Tindak korupsi yang dilakukan orang-orang di negeri ini sudah berada pada
tingkat yang paling canggih. Itu bisa dilihat dari kenyataan, meskipun
negeri ini masuk dalam kategori negara paling korup, tak ada satu pun
koruptor yang bisa ditangkap.

Ketua Komisi Pemeriksa Kekayaan Penyelenggara Negara Jusuf Syakir
mengharapkan agar keanggotaan yang akan duduk di komisi harus sejalan dengan
persyaratan yang telah disebutkan dalam UU. Persyaratan-persyaratan yang
tercantum di dalamnya, dinilai Jusuf, sudah ideal.

Dalam Pasal 29, mengenai pimpinan komisi, disebutkan syarat, di antaranya
berijazah sarjana hukum atau sarjana lain yang memiliki keahlian dan
pengalaman sekurang-kurangnya 15 tahun dalam bidang hukum, ekonomi,
keuangan, atau perbankan; tidak pernah melakukan perbuatan tercela; cakap,
jujur, memiliki integritas moral yang tinggi, dan memiliki reputasi yang
baik.

Selain itu, disyaratkan juga tidak menjadi pengurus salah satu partai
politik; melepaskan jabatan struktural dan atau jabatan lainnya selama
menjadi anggota Komisi Antikorupsi; tidak menjalankan profesinya selama
menjadi anggota Komisi Antikorupsi; dan mengumumkan kekayaannya sesuai
dengan peraturan perundang-undangan yang berlaku.

Dengan adanya pengesahan RUU tersebut, pejabat penyelenggara negara yang
gemar korupsi akan menjadi gerah.
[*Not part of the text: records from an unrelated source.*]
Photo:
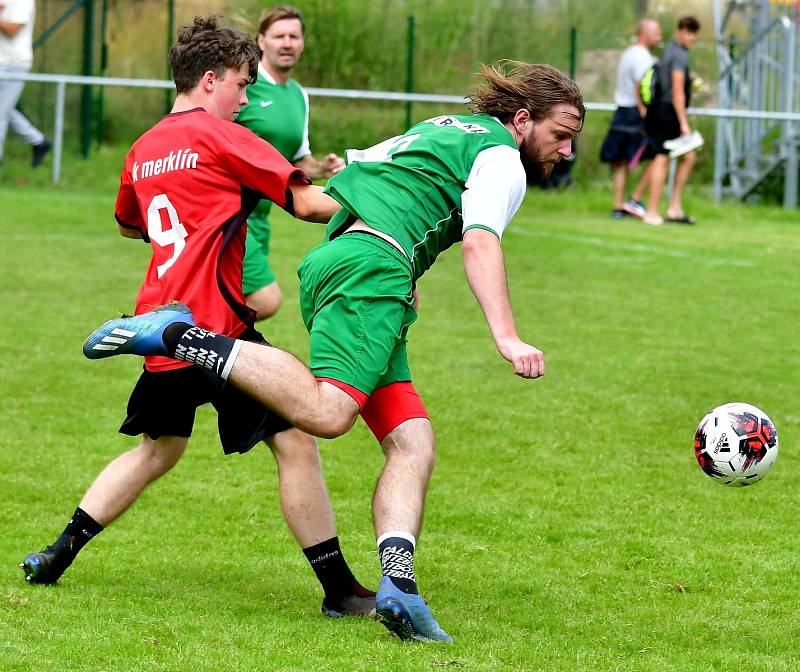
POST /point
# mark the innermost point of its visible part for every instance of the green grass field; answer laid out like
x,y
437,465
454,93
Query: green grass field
x,y
568,527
Tidak tertutup kemungkinan penyelenggara
negara (pemerintah dan anggota DPR) yang doyan korupsi akan berusaha
menempatkan orang di dalam komisi ini.

Dalam mekanisme penentuan anggota komisi, pemerintah, dalam hal ini
presiden, dapat memilih orang yang diajukan oleh DPR. Selain itu, sebagai
pihak yang berwenang melakukan uji kelayakan (fit and proper test) terhadap
calon anggota, DPR dapat saja 'bermain' di dalamnya.
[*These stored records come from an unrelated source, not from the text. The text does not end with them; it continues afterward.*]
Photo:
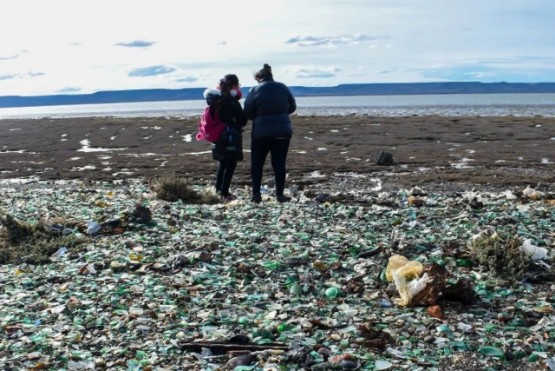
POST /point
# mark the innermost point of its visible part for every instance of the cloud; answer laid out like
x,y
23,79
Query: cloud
x,y
68,89
187,79
8,77
10,57
150,71
20,75
332,40
136,44
316,73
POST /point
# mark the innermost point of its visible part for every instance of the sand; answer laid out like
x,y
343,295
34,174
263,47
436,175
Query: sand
x,y
434,151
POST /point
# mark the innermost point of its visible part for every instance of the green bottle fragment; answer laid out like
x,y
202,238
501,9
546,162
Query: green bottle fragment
x,y
243,320
383,276
492,352
295,290
282,327
332,292
271,264
464,262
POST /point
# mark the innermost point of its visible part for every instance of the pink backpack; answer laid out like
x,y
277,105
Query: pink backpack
x,y
210,128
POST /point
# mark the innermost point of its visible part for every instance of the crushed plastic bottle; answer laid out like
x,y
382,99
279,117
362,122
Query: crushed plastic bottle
x,y
93,227
400,270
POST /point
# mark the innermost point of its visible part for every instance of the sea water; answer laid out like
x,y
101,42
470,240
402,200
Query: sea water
x,y
520,105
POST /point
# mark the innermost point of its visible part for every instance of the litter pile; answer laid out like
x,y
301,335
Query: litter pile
x,y
365,279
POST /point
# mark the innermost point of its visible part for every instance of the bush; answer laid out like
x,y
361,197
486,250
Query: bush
x,y
501,256
173,188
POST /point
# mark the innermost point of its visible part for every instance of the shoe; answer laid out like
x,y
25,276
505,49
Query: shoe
x,y
282,198
256,198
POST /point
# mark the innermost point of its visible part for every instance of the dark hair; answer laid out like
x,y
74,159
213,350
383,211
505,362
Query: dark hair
x,y
228,82
264,73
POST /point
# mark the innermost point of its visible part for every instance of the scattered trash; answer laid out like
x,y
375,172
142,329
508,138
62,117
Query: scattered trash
x,y
343,278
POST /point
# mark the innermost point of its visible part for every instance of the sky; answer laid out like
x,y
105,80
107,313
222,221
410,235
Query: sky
x,y
83,46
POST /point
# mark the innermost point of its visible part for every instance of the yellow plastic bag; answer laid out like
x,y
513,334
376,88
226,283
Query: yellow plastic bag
x,y
400,270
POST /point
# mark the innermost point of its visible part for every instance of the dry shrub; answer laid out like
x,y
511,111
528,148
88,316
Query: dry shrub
x,y
173,188
22,242
501,256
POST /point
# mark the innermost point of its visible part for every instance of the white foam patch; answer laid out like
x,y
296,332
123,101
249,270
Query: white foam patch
x,y
198,153
316,174
138,155
83,168
122,173
462,164
86,147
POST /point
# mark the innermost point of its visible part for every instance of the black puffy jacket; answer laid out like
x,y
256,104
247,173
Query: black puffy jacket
x,y
268,105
''Saya kira (apa yang akan dilakukan oleh anggota DPR) akan ke situ arahnya.
Bisa melobi ke presiden maupun di antara anggota DPR sendiri. Mereka itu
sebagai penentu, ya, dua-duanya yang digarap,'' ujar Jusuf.

Panitia seleksi

Dalam Pasal 30, dijelaskan mekanisme pemilihan ketua dan anggota yang akan
duduk di komisi ini. Langkah pertama, presiden akan membentuk panitia
seleksi. Selanjutnya panitia seleksi secara terbuka akan meminta masyarakat
dan pemerintah untuk mengajukan calonnya.

Calon yang terkumpul akan diumumkan kepada masyarakat untuk menilainya.
Setelah itu, panitia akan menyeleksi hasil yang didasarkan pada penilaian
masyarakat, dan hasilnya akan diserahkan kepada presiden. Kemudian presiden
akan memilih sepuluh nama yang selanjutnya diserahkan ke DPR.
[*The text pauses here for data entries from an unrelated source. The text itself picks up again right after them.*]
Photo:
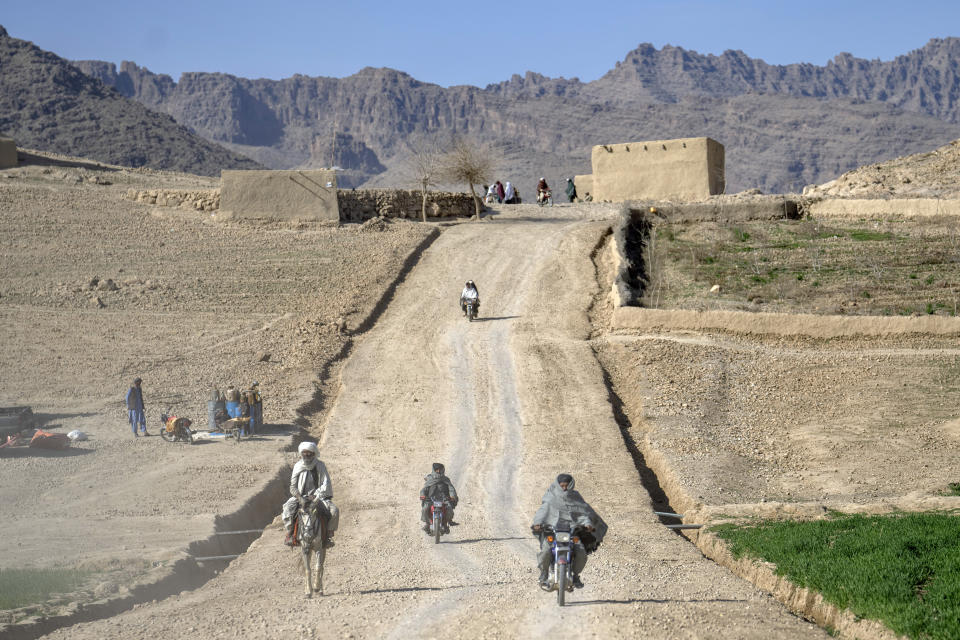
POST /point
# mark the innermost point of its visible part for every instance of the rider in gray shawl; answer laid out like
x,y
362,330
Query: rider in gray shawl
x,y
437,486
562,507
Kemudian, DPR akan memilih lima orang yang akan menduduki jabatan anggota
komisi tersebut. Pemilihan yang dilakukan oleh DPR melalui uji tuntas (fit
and proper test) terhadap sepuluh nama calon tersebut.

Meski DPR dalam kenyataannya juga menjadi sarang koruptor, Jusuf mengaku
pasrah. Menurutnya, dalam mekanisme penyelenggaraan negara, hanya DPR-lah
yang berwenang melakukan uji tuntas. Dengan keanggotaan komisi yang nanti
akan dipilih oleh DPR, Jusuf memaklumi jika masyarakat pesimistis terhadap
kinerja komisi ini.

''Tapi, bagaimana lagi, DPR kepunyaan kita memang seperti itu. Mau apa lagi?
Harus realistis. Jangan menuntut lebih, karena begitulah adanya. Itu saja
yang diawasi,'' ujarnya. Namun, dengan adanya seleksi terbuka, yang bisa
disaksikan oleh masyarakat melalui media massa, Jusuf yakin praktik
menitipkan orang ke dalam komisi dapat diperkecil dengan adanya kontrol
masyarakat.

Lalu, kepribadian seperti apa yang harus dimiliki oleh calon anggota komisi
tersebut. Koordinator Monitoring Peradilan Indonesia Corruption Watch (ICW)
Wasingatu Zakiyah berpendapat, anggota yang duduk di sana harus memiliki
profesionalisme, integritas, dan komitmen yang tinggi terhadap penangkalan
korupsi.

''Mereka dapat berasal dari akuntan dan ahli hukum. Mereka dapat disaring,
tidak dari Jakarta saja, tetapi juga bisa dari daerah,'' ujar Zaki, sapaan
akrabnya.

Hampir senada dengan Zaki, Jusuf lebih menomorsatukan komitmen moral.
''Pengetahuan itu bersifat teknis. Jika kurang, itu bisa ditingkatkan. Tapi,
komitmen moral yang nomor satu. Setelah komitmen moral terpenuhi, lebih
lanjut seleksi harus ke arah catatan riwayat dan perjalanan hidupnya (track
record),'' jelasnya.

Siapa pun yang menjadi anggota di komisi ini, ada satu hal yang perlu
menjadi pemikiran rakyat Indonesia. Berdasarkan pengalaman studi banding di
negara tetangga seperti Malaysia, Singapura, dan Thailand, berhasilnya
mereka menekan tingginya korupsi karena didukung oleh kemauan (political
will dari pemimpin negaranya. Baik Zaki maupun Jusuf sependapat, bahwa masih
sulit mengharapkan penyelenggara negara yang memiliki political will
memberantas korupsi.

''Untuk di Indonesia, kita cuma bisa berdoa saja. Belum ada harapan ke arah
situ. Terlebih dengan akan dibubarkannya KPKPN. Betapa kecilnya political
will untuk itu. Tanpa ada political will dari pimpinan nasional, baik
eksekutif maupun legislatif, keberadaan komisi itu tidak ada artinya sama
sekali. Kalau ada kemauan, apa saja akan diperbantukan ke situ,'' tandas
Jusuf.

Lalu, sampai kapan rakyat Indonesia harus menunggu munculnya pemimpin
seperti Zhu Rongji? (CR-17/M-5)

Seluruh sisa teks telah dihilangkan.